An MoE model has $E = 128$ experts per layer, top-$k = 2$ routing, $L = 48$ MoE layers, and each expert holds $0.3$ billion parameters, stored in bf16. State whether the serving fleet is sized by memory or by per-token FLOPs, and explain why a colleague who estimates the GPU count from the active (top-$k$) parameter budget will under-provision. Give the factor by which they will be wrong, and name two strategies from Section 4 that change the answer without changing the model.

Exercise 17.8.2: Find the Efficient Batch Coding

Extend Code 17.8.1 so it sweeps both batch size and the expert count $E \in \{8, 32, 64, 256\}$ at fixed top-$k = 2$, and for each $E$ prints the smallest batch that fills the matmul tile (use tile size $\tau = 128$). Plot or tabulate the threshold batch against $E$ and confirm it grows linearly as $\tau E / k$. Then add a second curve for $k = 4$ and explain, in one sentence, why raising $k$ lowers the batch needed to keep the experts busy but raises the FLOPs per token.
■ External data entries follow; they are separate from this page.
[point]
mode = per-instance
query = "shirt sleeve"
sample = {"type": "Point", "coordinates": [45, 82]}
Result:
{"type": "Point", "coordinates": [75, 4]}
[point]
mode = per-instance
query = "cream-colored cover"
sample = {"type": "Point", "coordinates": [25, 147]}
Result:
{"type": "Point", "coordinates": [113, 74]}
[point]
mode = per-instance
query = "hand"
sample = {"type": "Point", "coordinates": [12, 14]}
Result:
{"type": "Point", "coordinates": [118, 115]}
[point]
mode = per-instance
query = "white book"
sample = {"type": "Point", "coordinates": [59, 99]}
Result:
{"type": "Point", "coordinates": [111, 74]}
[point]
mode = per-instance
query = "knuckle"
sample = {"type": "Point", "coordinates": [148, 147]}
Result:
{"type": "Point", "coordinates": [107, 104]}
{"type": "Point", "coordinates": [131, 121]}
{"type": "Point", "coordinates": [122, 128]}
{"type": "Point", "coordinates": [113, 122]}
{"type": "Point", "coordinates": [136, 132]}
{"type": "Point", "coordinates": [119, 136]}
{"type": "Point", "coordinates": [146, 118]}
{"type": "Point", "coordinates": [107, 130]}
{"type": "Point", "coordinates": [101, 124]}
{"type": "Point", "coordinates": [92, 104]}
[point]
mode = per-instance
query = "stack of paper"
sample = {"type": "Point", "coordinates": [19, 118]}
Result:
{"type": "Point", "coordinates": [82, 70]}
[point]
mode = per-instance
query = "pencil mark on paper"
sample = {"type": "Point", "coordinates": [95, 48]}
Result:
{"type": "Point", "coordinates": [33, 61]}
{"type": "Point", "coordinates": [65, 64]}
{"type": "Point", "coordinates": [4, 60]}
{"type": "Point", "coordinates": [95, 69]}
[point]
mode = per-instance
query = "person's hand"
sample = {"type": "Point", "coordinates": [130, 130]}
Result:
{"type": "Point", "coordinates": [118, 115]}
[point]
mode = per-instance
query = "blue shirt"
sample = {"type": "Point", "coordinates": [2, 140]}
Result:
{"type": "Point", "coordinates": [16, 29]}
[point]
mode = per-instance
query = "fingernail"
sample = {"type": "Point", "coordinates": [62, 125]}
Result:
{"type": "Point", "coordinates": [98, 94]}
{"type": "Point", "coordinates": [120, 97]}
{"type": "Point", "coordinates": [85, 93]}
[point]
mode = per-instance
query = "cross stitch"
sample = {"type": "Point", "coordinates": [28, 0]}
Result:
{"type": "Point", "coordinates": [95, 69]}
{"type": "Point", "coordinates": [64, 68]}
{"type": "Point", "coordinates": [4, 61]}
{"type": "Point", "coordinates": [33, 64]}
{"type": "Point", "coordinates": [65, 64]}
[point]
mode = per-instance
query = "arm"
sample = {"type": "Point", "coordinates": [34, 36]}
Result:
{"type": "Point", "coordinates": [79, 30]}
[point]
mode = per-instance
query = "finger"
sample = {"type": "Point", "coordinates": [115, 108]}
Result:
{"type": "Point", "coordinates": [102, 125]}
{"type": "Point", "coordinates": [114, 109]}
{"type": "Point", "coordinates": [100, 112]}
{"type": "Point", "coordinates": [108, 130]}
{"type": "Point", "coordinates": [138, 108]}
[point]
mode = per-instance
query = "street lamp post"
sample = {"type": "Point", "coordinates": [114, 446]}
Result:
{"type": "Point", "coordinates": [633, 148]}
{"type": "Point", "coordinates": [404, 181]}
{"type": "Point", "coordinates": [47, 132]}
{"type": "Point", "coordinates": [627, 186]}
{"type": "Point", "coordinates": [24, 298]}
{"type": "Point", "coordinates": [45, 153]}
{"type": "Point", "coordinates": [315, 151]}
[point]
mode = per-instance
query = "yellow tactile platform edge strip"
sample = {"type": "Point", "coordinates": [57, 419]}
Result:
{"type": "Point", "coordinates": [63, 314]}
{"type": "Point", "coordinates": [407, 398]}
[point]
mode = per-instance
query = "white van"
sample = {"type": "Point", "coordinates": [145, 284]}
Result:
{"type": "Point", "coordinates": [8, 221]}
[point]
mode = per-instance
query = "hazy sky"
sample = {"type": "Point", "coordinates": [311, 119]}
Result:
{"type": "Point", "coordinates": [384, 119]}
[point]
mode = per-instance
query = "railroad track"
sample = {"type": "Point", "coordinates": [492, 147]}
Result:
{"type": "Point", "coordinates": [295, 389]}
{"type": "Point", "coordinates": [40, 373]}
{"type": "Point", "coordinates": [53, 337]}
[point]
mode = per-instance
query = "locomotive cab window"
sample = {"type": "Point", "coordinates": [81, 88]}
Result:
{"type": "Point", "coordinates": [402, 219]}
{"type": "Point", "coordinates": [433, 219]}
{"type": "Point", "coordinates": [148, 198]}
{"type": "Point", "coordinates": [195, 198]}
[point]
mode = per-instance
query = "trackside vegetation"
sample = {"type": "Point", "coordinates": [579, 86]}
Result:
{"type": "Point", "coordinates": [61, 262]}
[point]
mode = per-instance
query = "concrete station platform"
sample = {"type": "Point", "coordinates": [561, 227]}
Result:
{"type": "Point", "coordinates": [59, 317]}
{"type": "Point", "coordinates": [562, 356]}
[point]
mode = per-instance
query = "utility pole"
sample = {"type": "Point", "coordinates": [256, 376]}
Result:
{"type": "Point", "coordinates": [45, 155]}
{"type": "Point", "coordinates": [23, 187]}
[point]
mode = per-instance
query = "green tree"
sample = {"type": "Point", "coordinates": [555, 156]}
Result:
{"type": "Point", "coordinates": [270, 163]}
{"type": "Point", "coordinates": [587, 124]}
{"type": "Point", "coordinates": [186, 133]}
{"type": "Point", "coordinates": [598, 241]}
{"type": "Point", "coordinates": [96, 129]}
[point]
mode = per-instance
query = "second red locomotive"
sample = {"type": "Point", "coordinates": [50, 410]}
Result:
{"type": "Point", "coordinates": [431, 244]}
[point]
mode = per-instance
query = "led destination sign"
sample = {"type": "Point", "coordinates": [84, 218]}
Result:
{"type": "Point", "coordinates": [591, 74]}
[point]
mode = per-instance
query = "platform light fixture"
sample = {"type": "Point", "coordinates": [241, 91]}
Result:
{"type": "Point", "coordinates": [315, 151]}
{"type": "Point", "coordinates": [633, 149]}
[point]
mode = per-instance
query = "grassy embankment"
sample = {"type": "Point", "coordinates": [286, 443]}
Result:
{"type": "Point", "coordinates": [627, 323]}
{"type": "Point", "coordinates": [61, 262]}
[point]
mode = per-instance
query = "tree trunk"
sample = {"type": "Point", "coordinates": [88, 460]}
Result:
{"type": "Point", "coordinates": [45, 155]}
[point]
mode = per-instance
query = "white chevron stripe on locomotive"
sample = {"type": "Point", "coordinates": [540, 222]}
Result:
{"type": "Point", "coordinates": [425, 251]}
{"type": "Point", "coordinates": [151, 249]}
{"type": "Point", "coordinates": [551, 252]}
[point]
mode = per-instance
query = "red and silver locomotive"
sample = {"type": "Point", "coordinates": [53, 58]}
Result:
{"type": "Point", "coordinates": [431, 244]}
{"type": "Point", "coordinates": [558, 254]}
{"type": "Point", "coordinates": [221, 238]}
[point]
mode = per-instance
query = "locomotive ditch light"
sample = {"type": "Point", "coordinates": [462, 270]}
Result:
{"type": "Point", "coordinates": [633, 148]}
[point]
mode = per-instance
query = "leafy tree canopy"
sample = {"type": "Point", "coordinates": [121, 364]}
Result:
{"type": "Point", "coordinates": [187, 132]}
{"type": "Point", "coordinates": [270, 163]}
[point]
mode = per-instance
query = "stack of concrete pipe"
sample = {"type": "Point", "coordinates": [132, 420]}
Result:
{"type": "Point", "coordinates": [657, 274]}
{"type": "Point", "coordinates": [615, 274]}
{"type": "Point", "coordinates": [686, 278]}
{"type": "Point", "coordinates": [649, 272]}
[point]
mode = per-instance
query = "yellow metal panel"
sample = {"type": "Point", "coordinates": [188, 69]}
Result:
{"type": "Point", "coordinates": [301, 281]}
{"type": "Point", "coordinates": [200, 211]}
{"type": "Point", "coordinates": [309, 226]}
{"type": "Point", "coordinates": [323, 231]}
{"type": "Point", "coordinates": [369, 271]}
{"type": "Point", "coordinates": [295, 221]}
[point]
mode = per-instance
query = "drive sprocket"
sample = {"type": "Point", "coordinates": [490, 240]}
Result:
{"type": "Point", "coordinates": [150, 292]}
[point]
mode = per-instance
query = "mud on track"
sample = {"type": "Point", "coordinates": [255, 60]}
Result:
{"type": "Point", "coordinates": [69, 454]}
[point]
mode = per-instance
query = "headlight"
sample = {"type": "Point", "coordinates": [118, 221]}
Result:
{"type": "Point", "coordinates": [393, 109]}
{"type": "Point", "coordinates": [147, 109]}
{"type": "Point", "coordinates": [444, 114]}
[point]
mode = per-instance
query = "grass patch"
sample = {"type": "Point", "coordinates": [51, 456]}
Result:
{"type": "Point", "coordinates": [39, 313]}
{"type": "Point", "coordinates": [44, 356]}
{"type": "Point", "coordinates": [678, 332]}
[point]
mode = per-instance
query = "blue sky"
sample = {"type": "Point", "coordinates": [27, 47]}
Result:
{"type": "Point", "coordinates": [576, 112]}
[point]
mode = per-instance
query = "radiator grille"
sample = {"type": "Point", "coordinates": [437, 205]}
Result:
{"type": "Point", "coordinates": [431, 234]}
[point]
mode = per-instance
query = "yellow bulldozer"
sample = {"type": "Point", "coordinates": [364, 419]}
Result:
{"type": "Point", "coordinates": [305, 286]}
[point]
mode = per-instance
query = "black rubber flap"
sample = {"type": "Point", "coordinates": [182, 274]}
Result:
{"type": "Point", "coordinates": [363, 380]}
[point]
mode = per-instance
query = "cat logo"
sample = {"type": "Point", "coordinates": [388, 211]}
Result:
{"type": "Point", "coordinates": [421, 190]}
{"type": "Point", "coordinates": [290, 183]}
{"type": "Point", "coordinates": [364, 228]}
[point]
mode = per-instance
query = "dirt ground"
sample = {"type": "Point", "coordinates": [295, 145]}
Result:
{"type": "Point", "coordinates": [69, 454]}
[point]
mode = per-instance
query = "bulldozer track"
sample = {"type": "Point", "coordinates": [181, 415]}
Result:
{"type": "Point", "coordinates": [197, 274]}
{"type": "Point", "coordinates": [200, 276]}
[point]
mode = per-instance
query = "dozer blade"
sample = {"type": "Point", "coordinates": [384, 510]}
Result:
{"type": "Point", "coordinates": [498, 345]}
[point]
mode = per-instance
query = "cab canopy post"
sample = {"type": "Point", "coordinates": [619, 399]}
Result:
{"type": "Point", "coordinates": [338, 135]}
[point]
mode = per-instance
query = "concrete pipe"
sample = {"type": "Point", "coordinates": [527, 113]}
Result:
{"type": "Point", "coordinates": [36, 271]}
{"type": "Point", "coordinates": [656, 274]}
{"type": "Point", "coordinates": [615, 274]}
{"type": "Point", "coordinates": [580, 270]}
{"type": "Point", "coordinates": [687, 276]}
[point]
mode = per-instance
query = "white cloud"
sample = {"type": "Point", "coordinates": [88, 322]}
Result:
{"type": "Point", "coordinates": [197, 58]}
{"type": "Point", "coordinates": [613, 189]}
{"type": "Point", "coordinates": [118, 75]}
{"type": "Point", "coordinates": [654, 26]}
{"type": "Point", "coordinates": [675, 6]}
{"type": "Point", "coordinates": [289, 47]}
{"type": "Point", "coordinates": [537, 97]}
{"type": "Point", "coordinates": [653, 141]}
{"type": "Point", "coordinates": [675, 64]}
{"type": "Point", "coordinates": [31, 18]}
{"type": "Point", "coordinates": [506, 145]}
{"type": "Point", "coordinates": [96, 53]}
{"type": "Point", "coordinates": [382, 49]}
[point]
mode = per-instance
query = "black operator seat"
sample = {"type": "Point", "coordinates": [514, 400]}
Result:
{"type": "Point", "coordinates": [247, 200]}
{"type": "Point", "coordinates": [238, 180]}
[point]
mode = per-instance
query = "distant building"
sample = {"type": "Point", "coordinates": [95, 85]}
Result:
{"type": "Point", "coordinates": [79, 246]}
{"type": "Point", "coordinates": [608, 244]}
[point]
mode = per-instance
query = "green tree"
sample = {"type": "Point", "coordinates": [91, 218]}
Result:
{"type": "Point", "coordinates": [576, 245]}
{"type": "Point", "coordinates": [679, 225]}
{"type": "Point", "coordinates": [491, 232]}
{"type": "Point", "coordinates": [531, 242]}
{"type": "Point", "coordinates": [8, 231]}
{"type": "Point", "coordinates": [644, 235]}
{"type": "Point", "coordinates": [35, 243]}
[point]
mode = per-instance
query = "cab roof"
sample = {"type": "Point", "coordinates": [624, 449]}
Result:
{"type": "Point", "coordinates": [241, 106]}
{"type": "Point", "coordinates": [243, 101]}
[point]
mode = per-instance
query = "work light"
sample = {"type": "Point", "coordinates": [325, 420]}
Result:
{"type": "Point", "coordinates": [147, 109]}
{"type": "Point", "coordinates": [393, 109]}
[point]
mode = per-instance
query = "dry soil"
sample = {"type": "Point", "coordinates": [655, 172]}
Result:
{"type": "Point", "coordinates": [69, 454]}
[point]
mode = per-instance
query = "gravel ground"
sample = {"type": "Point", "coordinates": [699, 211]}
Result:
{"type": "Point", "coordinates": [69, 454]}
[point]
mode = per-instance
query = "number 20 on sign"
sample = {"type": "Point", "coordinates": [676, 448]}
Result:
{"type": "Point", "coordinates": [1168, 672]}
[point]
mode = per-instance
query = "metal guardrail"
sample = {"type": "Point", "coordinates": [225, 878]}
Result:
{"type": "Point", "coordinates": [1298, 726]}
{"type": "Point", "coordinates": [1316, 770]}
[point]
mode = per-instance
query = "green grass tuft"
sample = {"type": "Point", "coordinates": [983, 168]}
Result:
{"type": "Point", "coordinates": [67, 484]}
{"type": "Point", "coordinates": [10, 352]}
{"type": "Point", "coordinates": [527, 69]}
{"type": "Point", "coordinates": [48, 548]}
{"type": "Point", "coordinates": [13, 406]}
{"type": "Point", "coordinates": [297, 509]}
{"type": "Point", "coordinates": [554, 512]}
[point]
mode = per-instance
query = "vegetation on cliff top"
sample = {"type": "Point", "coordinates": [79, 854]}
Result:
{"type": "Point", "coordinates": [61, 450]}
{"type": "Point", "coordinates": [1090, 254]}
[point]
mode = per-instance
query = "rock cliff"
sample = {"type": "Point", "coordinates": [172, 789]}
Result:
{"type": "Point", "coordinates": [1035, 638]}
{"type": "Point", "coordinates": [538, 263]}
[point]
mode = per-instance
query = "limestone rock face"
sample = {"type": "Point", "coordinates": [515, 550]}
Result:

Exercise 17.8.3: All-to-All Tax Per Forward Pass Analysis

A request runs through a model with $L = 32$ MoE layers, each performing two all-to-all collectives (dispatch and combine), and each all-to-all costs a fixed latency of $80$ microseconds dominated by network round-trips at small batch. Estimate the total all-to-all latency for one forward pass and compare it to the time the active experts spend computing, assuming the top-$k$ matmuls take $200$ microseconds in total at batch one. Argue from these two numbers whether the request is communication-bound or compute-bound, then repeat the reasoning for a batch of $4096$ where the matmuls take $40$ milliseconds and the all-to-all latency is unchanged per layer. Explain what your two answers say about why continuous batching is mandatory for MoE serving, and connect it to the fleet-wide batching pressure you will meet in Chapter 24.